Little details add to the tale of life

Posted

Names and faces — namely, putting them together — have never been my strong suit, something I’ve puzzled about since the two things I’ve spent most of my vocational life doing (journalism and pastoral ministry) both could stand a good dose of that kind of detail.

It takes me awhile to get the two put together but once I do, then most of the time they stay in my noodle. But I’ve long envied those folks who can meet a person and then 10 years later call them by name. Maybe they’ve taken one of the courses or seminars taught about the tricks and methods of how to make you better at remembering names. Or maybe they’re the teacher.

One of those tricks is to play a word association game when you meet somebody new, to look at the person and to associate something about them with their name. For instance, if you meet Joe Hall and Joe stands about 6-foot-6, you might think “Hall ... Tall” and remember him later. That’s not a bad idea, but it’s not always that easy.

I tried it once when we moved to a new community after I became pastor of a church there. In that church, there was a lady — a Mrs. Womack by name — who had sat “too long at the table” (not that I have any room to note such). But, nonetheless, suffice it to say she would have had difficulty buying clothes off the rack unless it was a rack in the sheet section or something that could double as a tent. Now, she was a fine and gracious lady, mind you, and as Mama taught me and her other two Southern boys, I could easily say about her “Bless her heart” and such.
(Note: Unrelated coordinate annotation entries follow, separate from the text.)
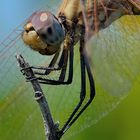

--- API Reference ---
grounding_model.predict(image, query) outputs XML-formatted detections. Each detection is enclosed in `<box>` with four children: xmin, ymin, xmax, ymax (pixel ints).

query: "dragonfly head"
<box><xmin>22</xmin><ymin>11</ymin><xmax>65</xmax><ymax>55</ymax></box>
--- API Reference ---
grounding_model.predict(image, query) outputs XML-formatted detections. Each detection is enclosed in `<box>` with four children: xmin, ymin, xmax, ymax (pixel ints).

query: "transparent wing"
<box><xmin>0</xmin><ymin>1</ymin><xmax>140</xmax><ymax>140</ymax></box>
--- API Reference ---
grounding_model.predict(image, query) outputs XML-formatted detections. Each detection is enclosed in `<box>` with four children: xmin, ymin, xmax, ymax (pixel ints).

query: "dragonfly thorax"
<box><xmin>22</xmin><ymin>11</ymin><xmax>65</xmax><ymax>55</ymax></box>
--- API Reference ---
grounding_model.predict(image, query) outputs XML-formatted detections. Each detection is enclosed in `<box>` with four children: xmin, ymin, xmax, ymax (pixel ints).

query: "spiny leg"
<box><xmin>60</xmin><ymin>36</ymin><xmax>86</xmax><ymax>135</ymax></box>
<box><xmin>60</xmin><ymin>32</ymin><xmax>95</xmax><ymax>135</ymax></box>
<box><xmin>37</xmin><ymin>39</ymin><xmax>74</xmax><ymax>85</ymax></box>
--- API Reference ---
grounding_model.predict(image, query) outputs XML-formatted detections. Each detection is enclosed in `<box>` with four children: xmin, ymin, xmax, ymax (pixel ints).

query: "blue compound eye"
<box><xmin>31</xmin><ymin>11</ymin><xmax>65</xmax><ymax>46</ymax></box>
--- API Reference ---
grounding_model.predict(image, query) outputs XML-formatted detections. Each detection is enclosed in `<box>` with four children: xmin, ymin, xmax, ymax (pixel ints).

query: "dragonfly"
<box><xmin>1</xmin><ymin>0</ymin><xmax>139</xmax><ymax>139</ymax></box>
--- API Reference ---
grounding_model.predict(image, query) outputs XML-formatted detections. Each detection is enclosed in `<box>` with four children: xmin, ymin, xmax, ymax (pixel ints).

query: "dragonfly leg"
<box><xmin>57</xmin><ymin>33</ymin><xmax>95</xmax><ymax>136</ymax></box>
<box><xmin>37</xmin><ymin>42</ymin><xmax>74</xmax><ymax>85</ymax></box>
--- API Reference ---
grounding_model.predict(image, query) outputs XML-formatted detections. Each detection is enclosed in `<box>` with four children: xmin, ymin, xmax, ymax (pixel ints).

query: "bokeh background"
<box><xmin>0</xmin><ymin>0</ymin><xmax>140</xmax><ymax>140</ymax></box>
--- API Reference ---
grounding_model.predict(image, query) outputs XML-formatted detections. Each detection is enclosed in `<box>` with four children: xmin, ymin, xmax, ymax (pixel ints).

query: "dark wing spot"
<box><xmin>41</xmin><ymin>34</ymin><xmax>47</xmax><ymax>39</ymax></box>
<box><xmin>47</xmin><ymin>27</ymin><xmax>53</xmax><ymax>35</ymax></box>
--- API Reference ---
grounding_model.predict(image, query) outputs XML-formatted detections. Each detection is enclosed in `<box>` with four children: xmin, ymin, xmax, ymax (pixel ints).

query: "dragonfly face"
<box><xmin>1</xmin><ymin>0</ymin><xmax>140</xmax><ymax>139</ymax></box>
<box><xmin>20</xmin><ymin>0</ymin><xmax>140</xmax><ymax>137</ymax></box>
<box><xmin>22</xmin><ymin>11</ymin><xmax>65</xmax><ymax>55</ymax></box>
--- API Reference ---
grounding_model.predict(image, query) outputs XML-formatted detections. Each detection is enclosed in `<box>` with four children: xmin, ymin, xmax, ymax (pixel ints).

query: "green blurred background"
<box><xmin>0</xmin><ymin>0</ymin><xmax>140</xmax><ymax>140</ymax></box>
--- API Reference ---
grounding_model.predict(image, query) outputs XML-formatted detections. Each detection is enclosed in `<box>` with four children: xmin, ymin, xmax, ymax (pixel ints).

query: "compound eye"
<box><xmin>30</xmin><ymin>11</ymin><xmax>65</xmax><ymax>46</ymax></box>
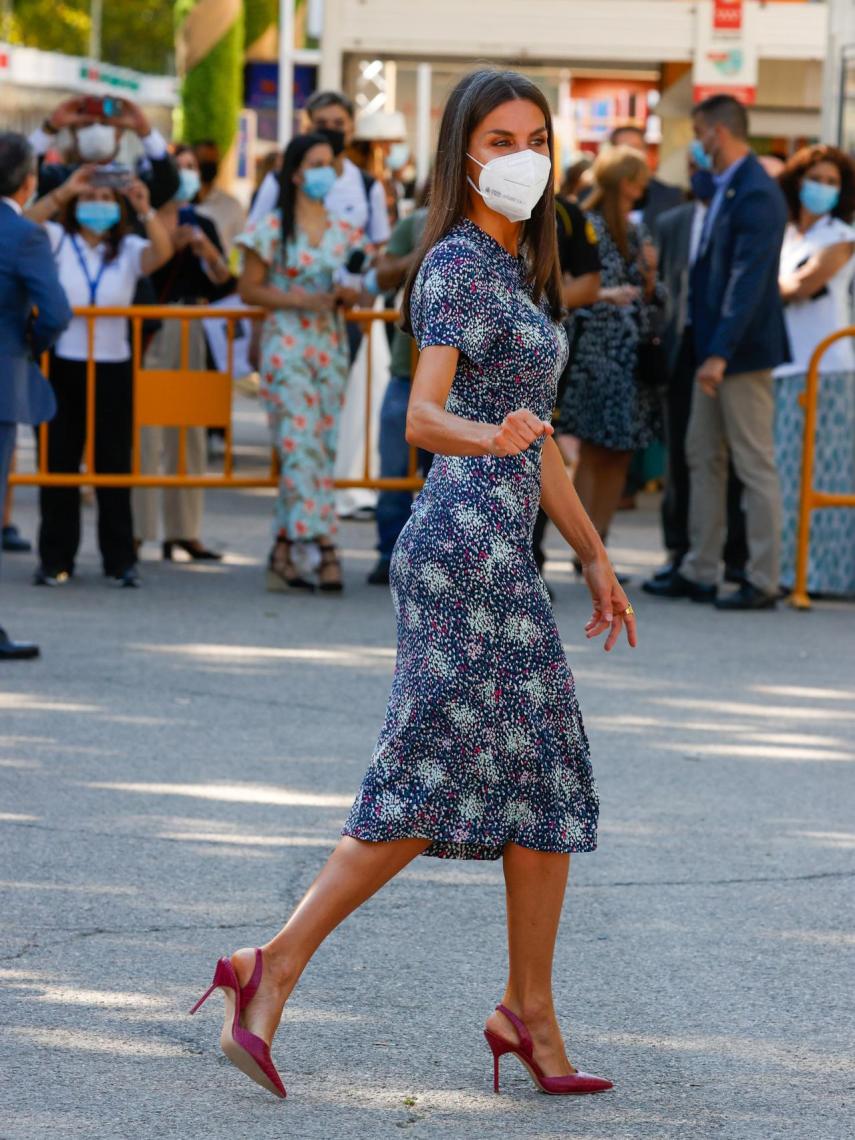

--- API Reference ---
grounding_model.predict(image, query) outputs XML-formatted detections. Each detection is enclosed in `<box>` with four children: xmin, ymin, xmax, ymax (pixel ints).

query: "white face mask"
<box><xmin>76</xmin><ymin>123</ymin><xmax>116</xmax><ymax>162</ymax></box>
<box><xmin>467</xmin><ymin>150</ymin><xmax>552</xmax><ymax>221</ymax></box>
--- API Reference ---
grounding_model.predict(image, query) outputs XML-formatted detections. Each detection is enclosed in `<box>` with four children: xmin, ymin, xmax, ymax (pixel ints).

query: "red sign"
<box><xmin>713</xmin><ymin>0</ymin><xmax>742</xmax><ymax>32</ymax></box>
<box><xmin>692</xmin><ymin>83</ymin><xmax>757</xmax><ymax>107</ymax></box>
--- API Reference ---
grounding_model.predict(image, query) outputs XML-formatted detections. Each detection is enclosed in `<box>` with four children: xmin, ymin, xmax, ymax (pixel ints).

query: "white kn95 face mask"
<box><xmin>466</xmin><ymin>150</ymin><xmax>552</xmax><ymax>221</ymax></box>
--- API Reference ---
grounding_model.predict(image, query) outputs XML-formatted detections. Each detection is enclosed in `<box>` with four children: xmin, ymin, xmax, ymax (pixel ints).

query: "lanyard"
<box><xmin>71</xmin><ymin>234</ymin><xmax>107</xmax><ymax>304</ymax></box>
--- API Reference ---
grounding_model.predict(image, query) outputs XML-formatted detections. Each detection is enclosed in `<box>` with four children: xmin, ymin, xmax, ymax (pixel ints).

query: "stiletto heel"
<box><xmin>190</xmin><ymin>950</ymin><xmax>286</xmax><ymax>1098</ymax></box>
<box><xmin>483</xmin><ymin>1005</ymin><xmax>613</xmax><ymax>1097</ymax></box>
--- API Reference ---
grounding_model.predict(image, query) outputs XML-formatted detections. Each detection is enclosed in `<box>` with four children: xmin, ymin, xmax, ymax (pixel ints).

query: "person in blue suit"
<box><xmin>0</xmin><ymin>131</ymin><xmax>72</xmax><ymax>661</ymax></box>
<box><xmin>645</xmin><ymin>95</ymin><xmax>790</xmax><ymax>612</ymax></box>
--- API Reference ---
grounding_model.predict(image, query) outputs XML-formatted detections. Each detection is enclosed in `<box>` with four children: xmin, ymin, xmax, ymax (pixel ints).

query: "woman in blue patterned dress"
<box><xmin>192</xmin><ymin>71</ymin><xmax>636</xmax><ymax>1096</ymax></box>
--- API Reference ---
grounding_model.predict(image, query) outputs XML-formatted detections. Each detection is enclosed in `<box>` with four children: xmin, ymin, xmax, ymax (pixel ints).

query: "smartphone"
<box><xmin>89</xmin><ymin>162</ymin><xmax>133</xmax><ymax>190</ymax></box>
<box><xmin>80</xmin><ymin>95</ymin><xmax>124</xmax><ymax>119</ymax></box>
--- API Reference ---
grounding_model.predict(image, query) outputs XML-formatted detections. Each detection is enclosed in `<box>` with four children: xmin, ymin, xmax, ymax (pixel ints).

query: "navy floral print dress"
<box><xmin>342</xmin><ymin>220</ymin><xmax>597</xmax><ymax>860</ymax></box>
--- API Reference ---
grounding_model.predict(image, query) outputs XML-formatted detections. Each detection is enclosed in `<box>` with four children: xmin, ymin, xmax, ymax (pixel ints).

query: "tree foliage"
<box><xmin>9</xmin><ymin>0</ymin><xmax>174</xmax><ymax>74</ymax></box>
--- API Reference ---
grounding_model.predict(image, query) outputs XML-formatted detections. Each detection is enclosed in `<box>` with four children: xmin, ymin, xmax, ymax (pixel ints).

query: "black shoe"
<box><xmin>651</xmin><ymin>562</ymin><xmax>679</xmax><ymax>581</ymax></box>
<box><xmin>0</xmin><ymin>629</ymin><xmax>39</xmax><ymax>661</ymax></box>
<box><xmin>642</xmin><ymin>570</ymin><xmax>718</xmax><ymax>604</ymax></box>
<box><xmin>107</xmin><ymin>567</ymin><xmax>143</xmax><ymax>589</ymax></box>
<box><xmin>33</xmin><ymin>567</ymin><xmax>71</xmax><ymax>587</ymax></box>
<box><xmin>716</xmin><ymin>581</ymin><xmax>777</xmax><ymax>611</ymax></box>
<box><xmin>366</xmin><ymin>559</ymin><xmax>390</xmax><ymax>586</ymax></box>
<box><xmin>2</xmin><ymin>527</ymin><xmax>33</xmax><ymax>554</ymax></box>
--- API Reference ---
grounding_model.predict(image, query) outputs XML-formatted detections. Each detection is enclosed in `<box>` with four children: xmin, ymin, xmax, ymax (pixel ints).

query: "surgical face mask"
<box><xmin>690</xmin><ymin>170</ymin><xmax>716</xmax><ymax>202</ymax></box>
<box><xmin>302</xmin><ymin>166</ymin><xmax>335</xmax><ymax>202</ymax></box>
<box><xmin>386</xmin><ymin>143</ymin><xmax>409</xmax><ymax>173</ymax></box>
<box><xmin>689</xmin><ymin>139</ymin><xmax>713</xmax><ymax>170</ymax></box>
<box><xmin>467</xmin><ymin>150</ymin><xmax>552</xmax><ymax>221</ymax></box>
<box><xmin>76</xmin><ymin>123</ymin><xmax>119</xmax><ymax>162</ymax></box>
<box><xmin>315</xmin><ymin>127</ymin><xmax>344</xmax><ymax>158</ymax></box>
<box><xmin>176</xmin><ymin>166</ymin><xmax>202</xmax><ymax>202</ymax></box>
<box><xmin>799</xmin><ymin>178</ymin><xmax>840</xmax><ymax>214</ymax></box>
<box><xmin>74</xmin><ymin>202</ymin><xmax>122</xmax><ymax>234</ymax></box>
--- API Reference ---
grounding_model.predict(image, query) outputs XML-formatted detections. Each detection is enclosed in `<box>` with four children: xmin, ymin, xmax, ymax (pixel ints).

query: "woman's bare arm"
<box><xmin>407</xmin><ymin>344</ymin><xmax>552</xmax><ymax>456</ymax></box>
<box><xmin>779</xmin><ymin>242</ymin><xmax>855</xmax><ymax>301</ymax></box>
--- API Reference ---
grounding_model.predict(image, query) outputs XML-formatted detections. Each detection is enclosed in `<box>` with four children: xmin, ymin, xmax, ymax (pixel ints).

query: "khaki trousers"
<box><xmin>679</xmin><ymin>372</ymin><xmax>781</xmax><ymax>594</ymax></box>
<box><xmin>131</xmin><ymin>320</ymin><xmax>207</xmax><ymax>542</ymax></box>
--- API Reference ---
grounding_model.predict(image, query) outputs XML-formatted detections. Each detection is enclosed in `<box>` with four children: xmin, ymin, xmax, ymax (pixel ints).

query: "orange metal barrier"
<box><xmin>9</xmin><ymin>304</ymin><xmax>423</xmax><ymax>490</ymax></box>
<box><xmin>790</xmin><ymin>326</ymin><xmax>855</xmax><ymax>610</ymax></box>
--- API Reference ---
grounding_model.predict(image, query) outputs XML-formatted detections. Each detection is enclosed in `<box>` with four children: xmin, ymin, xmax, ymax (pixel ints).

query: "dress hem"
<box><xmin>341</xmin><ymin>827</ymin><xmax>596</xmax><ymax>862</ymax></box>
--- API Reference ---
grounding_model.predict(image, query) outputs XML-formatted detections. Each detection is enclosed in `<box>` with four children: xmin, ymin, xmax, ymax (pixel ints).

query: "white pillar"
<box><xmin>416</xmin><ymin>64</ymin><xmax>433</xmax><ymax>186</ymax></box>
<box><xmin>822</xmin><ymin>0</ymin><xmax>855</xmax><ymax>144</ymax></box>
<box><xmin>277</xmin><ymin>0</ymin><xmax>295</xmax><ymax>146</ymax></box>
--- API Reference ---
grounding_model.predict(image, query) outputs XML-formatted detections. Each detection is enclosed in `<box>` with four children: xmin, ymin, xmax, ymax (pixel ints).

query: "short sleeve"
<box><xmin>121</xmin><ymin>234</ymin><xmax>152</xmax><ymax>277</ymax></box>
<box><xmin>235</xmin><ymin>213</ymin><xmax>282</xmax><ymax>266</ymax></box>
<box><xmin>410</xmin><ymin>241</ymin><xmax>502</xmax><ymax>365</ymax></box>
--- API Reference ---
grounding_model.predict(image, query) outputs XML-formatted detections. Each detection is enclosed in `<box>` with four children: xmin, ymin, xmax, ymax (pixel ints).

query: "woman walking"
<box><xmin>559</xmin><ymin>146</ymin><xmax>665</xmax><ymax>565</ymax></box>
<box><xmin>193</xmin><ymin>71</ymin><xmax>636</xmax><ymax>1096</ymax></box>
<box><xmin>236</xmin><ymin>135</ymin><xmax>361</xmax><ymax>593</ymax></box>
<box><xmin>775</xmin><ymin>145</ymin><xmax>855</xmax><ymax>594</ymax></box>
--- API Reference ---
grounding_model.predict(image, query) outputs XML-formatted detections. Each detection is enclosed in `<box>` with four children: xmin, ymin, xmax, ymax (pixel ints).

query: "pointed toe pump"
<box><xmin>190</xmin><ymin>950</ymin><xmax>286</xmax><ymax>1098</ymax></box>
<box><xmin>483</xmin><ymin>1005</ymin><xmax>613</xmax><ymax>1097</ymax></box>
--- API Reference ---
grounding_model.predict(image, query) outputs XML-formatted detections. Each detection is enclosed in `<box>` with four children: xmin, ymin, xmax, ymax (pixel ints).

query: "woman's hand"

So, I want you to understand I’m not making fun of the lady, merely pointing out a physical fact.

Anyway, upon first making her acquaintance, I thought I would try the word association game. Noting her ample girth and that her name was “Womack” I thought the perfect word association would be to think of “stomach” when I saw her again since, you know, “Womack” and “stomach” sort of rhyme.

Proud of myself for being so creative, I noticed the next Sunday that she was in the house. At the end of the service the folks filed out the door to tell the obligatory falsehood that the sermon was good. And as the dear lady neared me, I reached out to grasp her hand and then proceeded to say, “Good morning, Mrs. Kelly.”

I say all that to say that details are important but they’re not everything. Sometimes they can get in the way, something I don’t always remember or do very well. Even the poet tells us they can be a problem as in the old saying, “The devil is in the details.” But I also note that sometimes the details of life have a way of slipping up on us and it may be a little thing but it can speak loudly and long to us.

That happened to me as I sat down to knock out this column, which is what some folks have told me they wish I would do to them before they subject themselves to reading another one. And as I sat at the keyboard, I did a mental fast-forward and realized that this week’s edition of the paper would include the date Oct. 22.

My dad’s birthday.

I hadn’t consciously thought about him for a day or two, maybe more, I suppose, although I think he’s with me every day. Sometimes I’ll catch myself using words he used or remembering something we did. And above the work area in my study, hanging on the wall, is a large framed colorized picture of him at about age 5 or 6, dressed in the fashions of the day of 1916 or ’17.

He would have been 110 if he were still with us today. I wasn’t thinking about him until I looked at the date on the calendar this week. I guess if he were still here, we wouldn’t be doing all that much at his age but maybe he would have surprised me.

What I do know is I miss him, even as I live with the arthritis he gave me in my knees and shoulders. I especially miss him when I think about him. Some time ago, Shirley fell into a clean-up mode and uncovered a significant number of family pictures, including some of him in his better days. I sat and looked at them awhile and remembered — or tried to — what he sounded like and his nuances and quirks and sayings, like “keep it between the ditches,” said to me often as I was learning to drive.

And then I remembered that over on a shelf in the living room are a handful of family VHS tapes — yes, I know VHS is what dinosaurs use — with that very thing on them.

I think maybe I’ll pull them off the shelf and catch up on the details.

Bob Wachs is a native of Chatham County and retired long-time managing editor of the Chatham News/Chatham Record, having written a weekly column for more than 30 years. During most of his time with the newspapers, he was also a bi-vocational pastor and today serves Bear Creek Baptist Church for the second time as pastor.